Choboreca está mutando, para sobrevivir a tanto desdén y violencia, dialoga en su dolor, con el volcán latente de aguas calientes, se sumerge en sus ojos de arena y agua hirviendo, ahí calma el dolor de la artrosis que ahora tiene, ahí se baña Choboreca cuando le duelen los huesos y músculos, quiso darse un baño los últimos días, no pudo, había cenizas y humo por doquier, se retiró con el peso del tiempo y la desidia en sus pulmones.
Choboreca marcha en llamas, recordando el tiempo que jugaba a las escondidas, también jugaba botellita envenenada, con sus primas y primos corrían entre los árboles, subían y bajaban serranías, parecía que empezaba a ser feliz, y de pronto un gajo le cortó la rodilla, le abrió la carne, luego el totaí golpeado por la piedra le partío en dos el pulgar, la huella digital de su pulgar es una herida, una más, junto a las huellas de todos sus dedos.
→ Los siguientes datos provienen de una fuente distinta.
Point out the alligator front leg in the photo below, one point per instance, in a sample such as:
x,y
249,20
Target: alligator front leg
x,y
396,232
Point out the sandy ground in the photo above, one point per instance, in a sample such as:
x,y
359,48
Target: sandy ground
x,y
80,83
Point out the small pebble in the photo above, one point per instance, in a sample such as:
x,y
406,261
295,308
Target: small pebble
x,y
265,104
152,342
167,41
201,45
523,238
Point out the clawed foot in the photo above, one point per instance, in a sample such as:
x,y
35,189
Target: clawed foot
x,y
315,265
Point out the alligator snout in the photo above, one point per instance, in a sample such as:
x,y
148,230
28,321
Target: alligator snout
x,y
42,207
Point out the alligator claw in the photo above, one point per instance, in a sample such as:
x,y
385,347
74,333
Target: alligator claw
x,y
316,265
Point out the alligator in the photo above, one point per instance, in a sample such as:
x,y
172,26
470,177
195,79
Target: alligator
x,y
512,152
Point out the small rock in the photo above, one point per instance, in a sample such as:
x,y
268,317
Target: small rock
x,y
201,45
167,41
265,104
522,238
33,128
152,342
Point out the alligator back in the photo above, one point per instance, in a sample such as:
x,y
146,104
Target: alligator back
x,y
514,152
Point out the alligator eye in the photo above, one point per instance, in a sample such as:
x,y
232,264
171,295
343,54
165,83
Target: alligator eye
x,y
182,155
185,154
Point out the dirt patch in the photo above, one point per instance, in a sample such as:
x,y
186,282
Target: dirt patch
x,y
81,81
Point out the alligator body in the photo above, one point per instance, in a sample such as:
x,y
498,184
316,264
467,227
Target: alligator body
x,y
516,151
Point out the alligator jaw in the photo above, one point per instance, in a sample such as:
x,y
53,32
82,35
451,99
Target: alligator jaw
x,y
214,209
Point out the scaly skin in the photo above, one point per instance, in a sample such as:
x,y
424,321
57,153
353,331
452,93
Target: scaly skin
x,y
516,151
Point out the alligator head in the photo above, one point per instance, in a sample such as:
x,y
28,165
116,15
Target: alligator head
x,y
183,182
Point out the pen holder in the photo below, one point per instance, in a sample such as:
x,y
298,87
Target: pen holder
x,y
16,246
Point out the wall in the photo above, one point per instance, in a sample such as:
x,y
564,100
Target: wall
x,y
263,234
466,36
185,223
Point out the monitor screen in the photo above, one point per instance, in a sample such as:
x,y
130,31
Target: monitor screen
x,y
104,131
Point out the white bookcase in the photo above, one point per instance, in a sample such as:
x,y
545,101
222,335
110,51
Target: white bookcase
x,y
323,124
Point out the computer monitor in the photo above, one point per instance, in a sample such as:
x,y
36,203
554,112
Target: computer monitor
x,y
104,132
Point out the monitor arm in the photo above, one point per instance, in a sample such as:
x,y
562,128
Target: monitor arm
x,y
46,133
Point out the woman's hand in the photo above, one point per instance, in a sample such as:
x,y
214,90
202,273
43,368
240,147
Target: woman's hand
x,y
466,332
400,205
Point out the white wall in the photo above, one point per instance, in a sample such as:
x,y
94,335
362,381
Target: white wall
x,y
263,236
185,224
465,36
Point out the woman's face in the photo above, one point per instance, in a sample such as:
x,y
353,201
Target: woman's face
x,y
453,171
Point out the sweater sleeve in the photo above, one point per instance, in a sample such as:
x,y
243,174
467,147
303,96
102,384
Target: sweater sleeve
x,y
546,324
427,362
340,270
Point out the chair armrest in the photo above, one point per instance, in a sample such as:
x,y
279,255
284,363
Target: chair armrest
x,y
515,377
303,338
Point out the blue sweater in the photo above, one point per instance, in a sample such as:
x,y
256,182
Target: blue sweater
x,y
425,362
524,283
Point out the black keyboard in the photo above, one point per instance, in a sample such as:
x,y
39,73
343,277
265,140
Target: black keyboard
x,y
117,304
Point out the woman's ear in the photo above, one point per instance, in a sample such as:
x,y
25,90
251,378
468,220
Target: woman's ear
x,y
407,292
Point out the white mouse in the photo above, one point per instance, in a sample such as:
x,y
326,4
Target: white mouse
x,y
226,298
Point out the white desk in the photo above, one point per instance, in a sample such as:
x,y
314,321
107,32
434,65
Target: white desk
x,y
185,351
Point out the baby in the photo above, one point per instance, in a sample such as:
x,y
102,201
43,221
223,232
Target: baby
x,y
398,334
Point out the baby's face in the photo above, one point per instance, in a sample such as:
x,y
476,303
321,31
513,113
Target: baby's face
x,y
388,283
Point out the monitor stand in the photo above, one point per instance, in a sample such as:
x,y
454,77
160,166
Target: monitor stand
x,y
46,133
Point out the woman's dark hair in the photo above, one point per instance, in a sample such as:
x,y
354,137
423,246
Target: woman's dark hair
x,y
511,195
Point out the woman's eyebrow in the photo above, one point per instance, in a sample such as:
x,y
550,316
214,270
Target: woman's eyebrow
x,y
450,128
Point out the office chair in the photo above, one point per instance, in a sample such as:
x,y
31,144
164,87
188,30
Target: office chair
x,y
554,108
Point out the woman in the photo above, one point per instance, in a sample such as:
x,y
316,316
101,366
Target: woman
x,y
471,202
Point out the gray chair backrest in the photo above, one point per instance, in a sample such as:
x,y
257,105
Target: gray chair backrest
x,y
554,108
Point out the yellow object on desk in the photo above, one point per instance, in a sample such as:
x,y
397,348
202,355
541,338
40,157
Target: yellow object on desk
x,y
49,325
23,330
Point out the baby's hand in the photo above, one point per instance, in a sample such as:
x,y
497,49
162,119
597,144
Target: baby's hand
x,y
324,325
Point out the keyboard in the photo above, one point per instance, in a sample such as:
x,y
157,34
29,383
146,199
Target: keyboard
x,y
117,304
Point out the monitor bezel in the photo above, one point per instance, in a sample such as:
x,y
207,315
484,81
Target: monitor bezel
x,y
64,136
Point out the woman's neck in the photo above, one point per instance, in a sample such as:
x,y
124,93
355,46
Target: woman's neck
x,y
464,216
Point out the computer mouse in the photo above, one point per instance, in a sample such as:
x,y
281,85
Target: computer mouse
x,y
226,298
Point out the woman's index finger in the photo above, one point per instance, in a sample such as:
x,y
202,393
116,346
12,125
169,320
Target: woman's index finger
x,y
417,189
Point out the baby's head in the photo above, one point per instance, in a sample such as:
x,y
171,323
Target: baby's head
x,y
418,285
Llegó el hijo de Corona de rocío, y Choboreca se enamoró, el día que lo llevarían de allí, fue abandonado en la orilla del ojo de agua que tiene Tucabaca, entre cerro y cerro, se quedó esperando muchos años, experimentó el desengaño.
Apareció el hijo de Amazonas, y le prometió cuidarlo, lo hizo, lo sigue haciendo, pero Choboreca está muerto hace tiempo, este incendio en el agua es la ira de su dolor, la ira de su llanto concentrada en el fuego, para apagar de sopetón tanta muerte, tanta carne de árbol, carne de piedra, carne de pez, carne de jaguar, carne de tejón, carne de aves, carne de totaí, carne de pitón, carne de mango, carne de guayaba, carne de chirimoya; tanta carne metaforizada ha sido abrasada, para expresar, una vez más, el dolor, la herida siempre abierta del condenao Choboreca, ante la desidia del jesuita, del migrante Penavagic, del gobernante, del habitante mismo.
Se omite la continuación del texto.